![]() |
| Korban ditombak | Foto: SS Video |
Nias Selatan - Pelaku yang menombak hingga tewas seorang kakek bernama Lifumano Buulolo di Desa Hilibadalu, Kecamatan Umbunasi, Kabupaten Nias Selatan telah tiga orang ditetapkan tersangka dari enam orang diduga pelaku, jumat (06/01/2023).
"Yang telah ditetapkan tersangka masih tiga orang, sementara terduga pelaku lainnya masih dalam penyelidikan, karena terduga pelaku menurut saksi ada sebanyak enam orang," terang Kapolres Nias Selatan AKBP. Reinhard Nainggolan melalui Humas Bripda. Aydi Manshur saat dikonfirmasi jelajahsatu.com.
Ketiga orang yang telah ditetapkan tersangka tersebut baru satu orang telah ditahan di RTP Polres Nias Selatan.
"Baru satu orang yang telah dilakukan penahanan berisial ON, sekarang berada di Rumah Tahanan Polres Nias Selatan," katanya.
Bripda. Aydi Manshur menambahkan penyidik dari Polres Nias Selatan akan segera melakukan pemanggilan terhadap terduga pelaku lainnya.

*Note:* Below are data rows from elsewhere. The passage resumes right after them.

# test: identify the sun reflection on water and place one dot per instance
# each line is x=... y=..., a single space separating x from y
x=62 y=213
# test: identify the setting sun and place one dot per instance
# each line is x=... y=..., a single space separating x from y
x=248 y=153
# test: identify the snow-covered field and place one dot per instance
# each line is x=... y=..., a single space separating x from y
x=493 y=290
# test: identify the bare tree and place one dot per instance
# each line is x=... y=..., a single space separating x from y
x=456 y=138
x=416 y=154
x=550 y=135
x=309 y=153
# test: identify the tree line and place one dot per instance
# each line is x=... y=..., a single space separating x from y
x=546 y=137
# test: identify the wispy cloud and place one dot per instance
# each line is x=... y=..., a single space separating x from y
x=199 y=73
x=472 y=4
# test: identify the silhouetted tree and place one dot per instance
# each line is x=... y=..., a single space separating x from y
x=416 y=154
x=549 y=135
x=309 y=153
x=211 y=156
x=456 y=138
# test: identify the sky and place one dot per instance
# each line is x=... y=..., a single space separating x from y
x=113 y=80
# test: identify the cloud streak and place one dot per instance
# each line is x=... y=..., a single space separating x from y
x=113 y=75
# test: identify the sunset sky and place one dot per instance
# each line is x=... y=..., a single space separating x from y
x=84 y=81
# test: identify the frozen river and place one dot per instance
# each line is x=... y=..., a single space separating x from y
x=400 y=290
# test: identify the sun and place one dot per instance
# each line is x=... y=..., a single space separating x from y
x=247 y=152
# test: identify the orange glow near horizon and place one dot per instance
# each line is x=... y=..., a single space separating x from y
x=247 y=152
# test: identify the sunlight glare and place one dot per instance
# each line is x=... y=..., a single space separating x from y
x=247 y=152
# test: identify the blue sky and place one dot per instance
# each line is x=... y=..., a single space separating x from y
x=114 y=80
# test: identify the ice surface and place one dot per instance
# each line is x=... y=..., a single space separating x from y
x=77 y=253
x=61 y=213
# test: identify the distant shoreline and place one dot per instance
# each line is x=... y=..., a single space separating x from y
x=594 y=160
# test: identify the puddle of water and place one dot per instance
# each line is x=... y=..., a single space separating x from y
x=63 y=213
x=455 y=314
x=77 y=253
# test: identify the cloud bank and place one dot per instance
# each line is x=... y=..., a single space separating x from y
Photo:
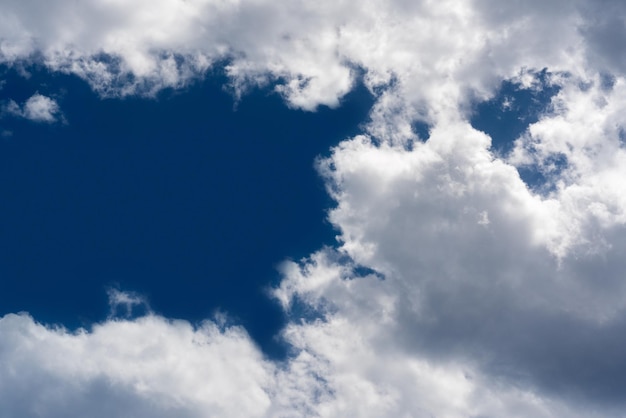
x=490 y=297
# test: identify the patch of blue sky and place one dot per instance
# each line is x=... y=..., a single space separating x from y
x=509 y=113
x=183 y=198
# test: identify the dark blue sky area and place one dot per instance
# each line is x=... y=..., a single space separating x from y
x=182 y=199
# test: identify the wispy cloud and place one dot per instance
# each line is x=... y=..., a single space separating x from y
x=37 y=108
x=496 y=300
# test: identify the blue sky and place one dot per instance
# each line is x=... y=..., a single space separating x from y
x=254 y=209
x=188 y=198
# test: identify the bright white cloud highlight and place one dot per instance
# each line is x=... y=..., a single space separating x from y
x=37 y=108
x=497 y=299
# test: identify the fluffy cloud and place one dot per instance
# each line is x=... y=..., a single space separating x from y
x=487 y=296
x=37 y=108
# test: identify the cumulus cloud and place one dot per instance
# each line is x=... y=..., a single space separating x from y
x=491 y=297
x=37 y=108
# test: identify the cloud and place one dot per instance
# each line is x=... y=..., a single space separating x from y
x=492 y=297
x=37 y=108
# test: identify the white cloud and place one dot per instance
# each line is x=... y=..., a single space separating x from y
x=497 y=299
x=37 y=108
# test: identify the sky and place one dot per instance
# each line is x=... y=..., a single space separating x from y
x=245 y=208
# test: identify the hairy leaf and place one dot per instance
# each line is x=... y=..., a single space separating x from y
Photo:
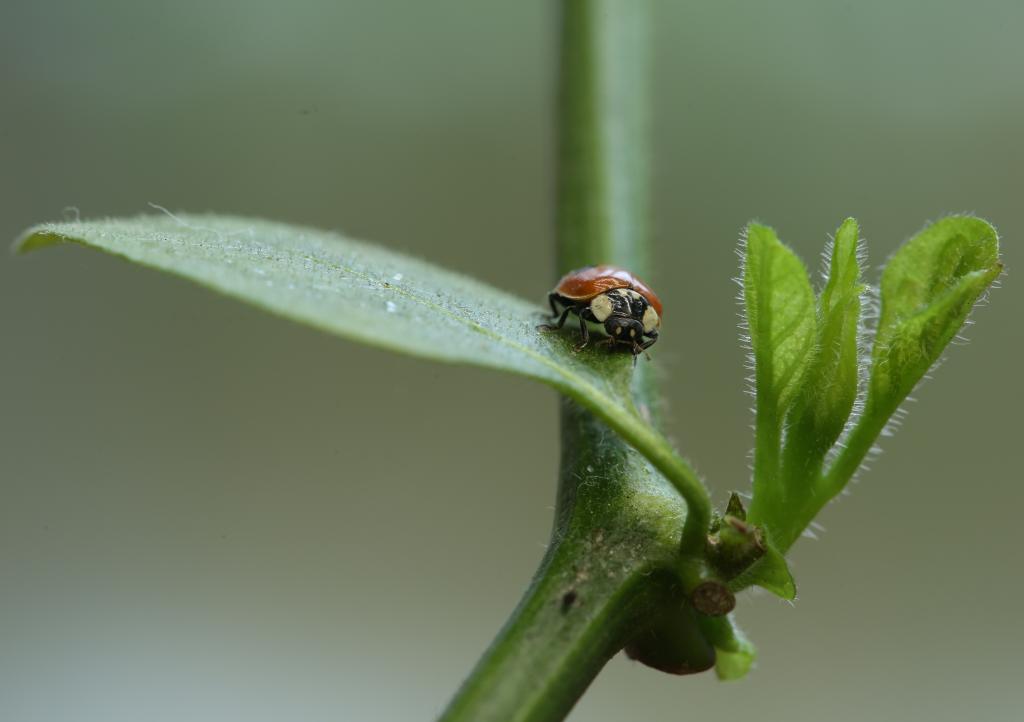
x=928 y=290
x=771 y=572
x=780 y=316
x=375 y=296
x=829 y=385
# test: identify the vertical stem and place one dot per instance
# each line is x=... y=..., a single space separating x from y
x=611 y=565
x=603 y=135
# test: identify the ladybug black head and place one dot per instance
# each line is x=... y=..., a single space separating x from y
x=624 y=329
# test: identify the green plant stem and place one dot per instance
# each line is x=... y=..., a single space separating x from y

"Apabila nantinya para terduga pelaku tersebut terbukti maka akan kita tetapkan tersangka dan tentunya melalui gelar perkara," tambahnya.
Lebih jauh dijelaskannya, berdasarkan keterangan dari anak korban, ada enam orang terduga pelaku dengan memiliki peran masing-masing.

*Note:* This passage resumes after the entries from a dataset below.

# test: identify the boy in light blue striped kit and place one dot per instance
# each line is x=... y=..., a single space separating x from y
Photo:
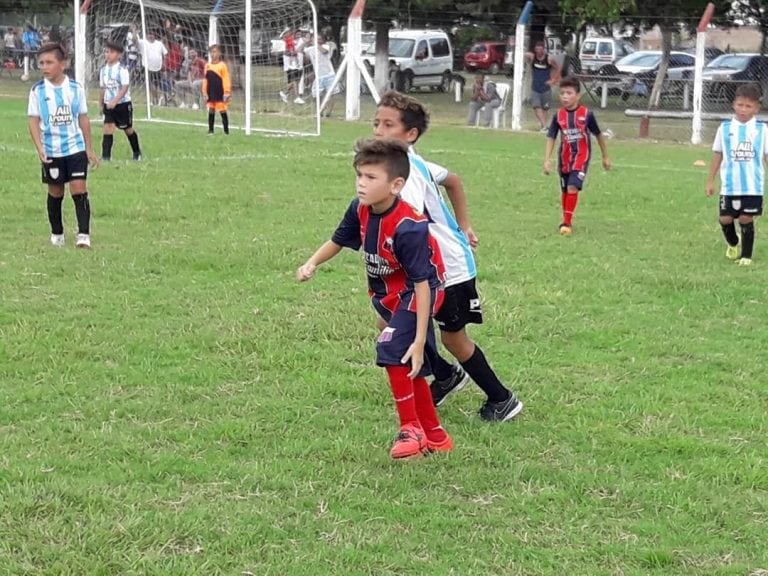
x=115 y=101
x=739 y=154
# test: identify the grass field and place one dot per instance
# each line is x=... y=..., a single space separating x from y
x=172 y=402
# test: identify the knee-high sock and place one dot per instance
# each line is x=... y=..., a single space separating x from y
x=747 y=239
x=425 y=409
x=54 y=214
x=83 y=212
x=402 y=391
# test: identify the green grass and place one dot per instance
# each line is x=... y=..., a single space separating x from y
x=172 y=402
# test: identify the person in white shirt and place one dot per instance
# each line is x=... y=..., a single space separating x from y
x=153 y=51
x=115 y=102
x=61 y=132
x=323 y=68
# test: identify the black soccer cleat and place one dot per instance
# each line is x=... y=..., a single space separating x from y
x=441 y=389
x=501 y=411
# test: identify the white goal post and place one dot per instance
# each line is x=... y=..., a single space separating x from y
x=262 y=98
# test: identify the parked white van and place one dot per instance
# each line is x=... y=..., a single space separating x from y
x=424 y=58
x=597 y=52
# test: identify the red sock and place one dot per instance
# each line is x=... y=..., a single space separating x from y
x=402 y=390
x=426 y=411
x=569 y=206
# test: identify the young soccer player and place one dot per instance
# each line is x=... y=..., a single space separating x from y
x=217 y=89
x=401 y=117
x=405 y=275
x=739 y=151
x=575 y=122
x=61 y=132
x=115 y=102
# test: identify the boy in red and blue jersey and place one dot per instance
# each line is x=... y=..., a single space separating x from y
x=576 y=123
x=405 y=282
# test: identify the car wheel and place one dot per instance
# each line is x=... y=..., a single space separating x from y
x=445 y=83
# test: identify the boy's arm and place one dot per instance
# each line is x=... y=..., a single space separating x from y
x=717 y=160
x=415 y=351
x=327 y=251
x=548 y=155
x=34 y=132
x=85 y=126
x=454 y=188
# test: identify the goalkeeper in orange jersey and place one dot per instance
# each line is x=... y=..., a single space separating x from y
x=217 y=89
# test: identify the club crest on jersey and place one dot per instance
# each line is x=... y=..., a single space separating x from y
x=743 y=151
x=62 y=116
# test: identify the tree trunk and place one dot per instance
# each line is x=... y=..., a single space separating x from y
x=661 y=74
x=381 y=68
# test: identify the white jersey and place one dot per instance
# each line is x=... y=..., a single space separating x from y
x=59 y=107
x=422 y=192
x=744 y=147
x=112 y=79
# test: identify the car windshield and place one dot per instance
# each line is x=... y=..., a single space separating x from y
x=398 y=47
x=644 y=60
x=730 y=62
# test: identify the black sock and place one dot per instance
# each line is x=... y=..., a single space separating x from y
x=729 y=231
x=481 y=372
x=747 y=239
x=83 y=212
x=106 y=145
x=134 y=140
x=54 y=214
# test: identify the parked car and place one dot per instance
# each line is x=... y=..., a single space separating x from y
x=596 y=52
x=488 y=55
x=421 y=58
x=724 y=73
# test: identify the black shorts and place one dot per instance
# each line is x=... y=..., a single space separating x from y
x=572 y=180
x=293 y=75
x=461 y=306
x=156 y=78
x=121 y=115
x=66 y=168
x=736 y=206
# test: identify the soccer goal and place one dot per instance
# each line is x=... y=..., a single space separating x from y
x=261 y=99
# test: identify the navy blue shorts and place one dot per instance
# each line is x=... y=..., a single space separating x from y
x=572 y=180
x=400 y=332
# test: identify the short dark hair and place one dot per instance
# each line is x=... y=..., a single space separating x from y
x=113 y=45
x=412 y=113
x=55 y=47
x=388 y=152
x=571 y=82
x=750 y=91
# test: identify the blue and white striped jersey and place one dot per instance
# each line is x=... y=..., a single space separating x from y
x=112 y=78
x=744 y=148
x=421 y=192
x=58 y=108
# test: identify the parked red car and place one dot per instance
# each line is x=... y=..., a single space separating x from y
x=487 y=55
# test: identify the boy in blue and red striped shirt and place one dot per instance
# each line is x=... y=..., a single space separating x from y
x=405 y=282
x=575 y=122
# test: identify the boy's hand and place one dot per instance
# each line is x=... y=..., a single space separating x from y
x=415 y=354
x=472 y=238
x=305 y=272
x=93 y=160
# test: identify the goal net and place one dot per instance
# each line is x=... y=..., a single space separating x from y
x=262 y=99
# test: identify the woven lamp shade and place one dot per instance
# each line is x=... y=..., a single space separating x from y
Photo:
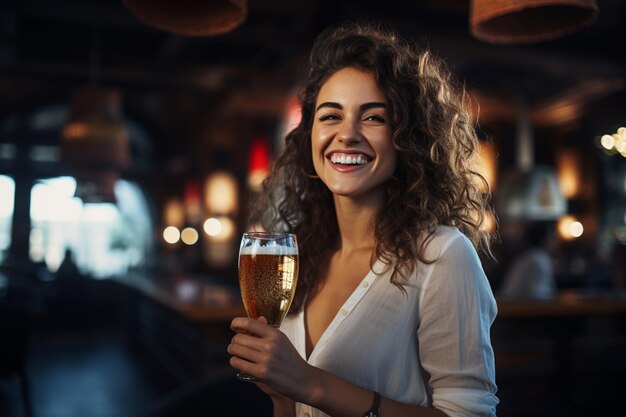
x=190 y=17
x=528 y=21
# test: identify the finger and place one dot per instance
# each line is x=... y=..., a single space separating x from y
x=248 y=340
x=245 y=352
x=256 y=327
x=243 y=366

"Terduga pelaku ada 6 orang, diantaranya satu orang memukul dengan kayu, satu orang mendorong korban hingga jatuh, satu orang yang menombak, sementara tiga orang terduga pelaku lainnya ikut mengeroyok setelah korban kena tombak dan terjatuh," jelas Masyur.
Sebelumnya, pada tanggal 29 desember 2022 yang lalu, seorang kakek bernama Lifumano Buulolo di tombak dan dikeroyok oleh enam orang terduga pelaku di Desa Hilibadalu, Kecamatan Umbunasi, Kabupaten Nias Selatan.

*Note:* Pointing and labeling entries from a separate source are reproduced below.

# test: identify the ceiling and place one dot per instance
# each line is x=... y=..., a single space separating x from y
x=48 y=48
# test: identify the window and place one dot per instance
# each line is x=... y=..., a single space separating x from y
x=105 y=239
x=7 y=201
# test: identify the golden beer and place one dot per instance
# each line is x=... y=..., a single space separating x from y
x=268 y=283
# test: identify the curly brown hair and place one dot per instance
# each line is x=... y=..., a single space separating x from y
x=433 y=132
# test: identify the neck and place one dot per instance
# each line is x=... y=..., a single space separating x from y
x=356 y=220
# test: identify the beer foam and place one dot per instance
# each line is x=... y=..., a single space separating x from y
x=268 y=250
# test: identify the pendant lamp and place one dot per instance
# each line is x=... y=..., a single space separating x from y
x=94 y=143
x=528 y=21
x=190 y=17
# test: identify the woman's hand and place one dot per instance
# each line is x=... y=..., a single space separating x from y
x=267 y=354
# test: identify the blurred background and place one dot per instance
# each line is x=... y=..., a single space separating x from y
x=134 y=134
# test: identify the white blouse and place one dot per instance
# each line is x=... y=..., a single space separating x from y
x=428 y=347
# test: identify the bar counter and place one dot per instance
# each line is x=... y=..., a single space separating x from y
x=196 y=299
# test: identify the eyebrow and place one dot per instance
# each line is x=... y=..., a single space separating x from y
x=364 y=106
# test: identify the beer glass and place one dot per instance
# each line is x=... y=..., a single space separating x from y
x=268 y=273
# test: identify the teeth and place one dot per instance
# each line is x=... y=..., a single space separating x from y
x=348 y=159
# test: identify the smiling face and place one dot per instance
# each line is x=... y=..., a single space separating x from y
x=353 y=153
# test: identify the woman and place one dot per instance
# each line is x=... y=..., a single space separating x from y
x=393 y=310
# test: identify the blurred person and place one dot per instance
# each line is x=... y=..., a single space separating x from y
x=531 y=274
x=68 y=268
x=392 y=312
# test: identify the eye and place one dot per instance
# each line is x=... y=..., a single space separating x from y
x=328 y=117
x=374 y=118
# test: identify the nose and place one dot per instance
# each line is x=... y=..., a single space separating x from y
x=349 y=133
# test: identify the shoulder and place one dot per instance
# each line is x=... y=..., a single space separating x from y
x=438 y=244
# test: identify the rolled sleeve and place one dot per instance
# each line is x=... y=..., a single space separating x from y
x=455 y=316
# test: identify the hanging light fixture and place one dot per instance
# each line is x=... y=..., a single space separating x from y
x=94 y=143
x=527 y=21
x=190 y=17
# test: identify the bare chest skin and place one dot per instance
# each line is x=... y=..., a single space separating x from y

"Korban beserta saksi kembali pulang ke rumah usai menghadiri acara pernikahan di Desa Tuheberua kecamatan Lolomatua, sesampainya di TKP di Desa Hilibadalu Kecamatan Umbunasi, korban bernama Lifumano buulolo ditahan oleh para terduga pelaku dan langsung ditombak menggunakan tombak yang menyebabkan tombak tertancap di perut korban, sehingga korban meninggal dunia," tandas Humas Polres Nias Selatan, Bripda. Aydi Manshur. (Haogo Zega).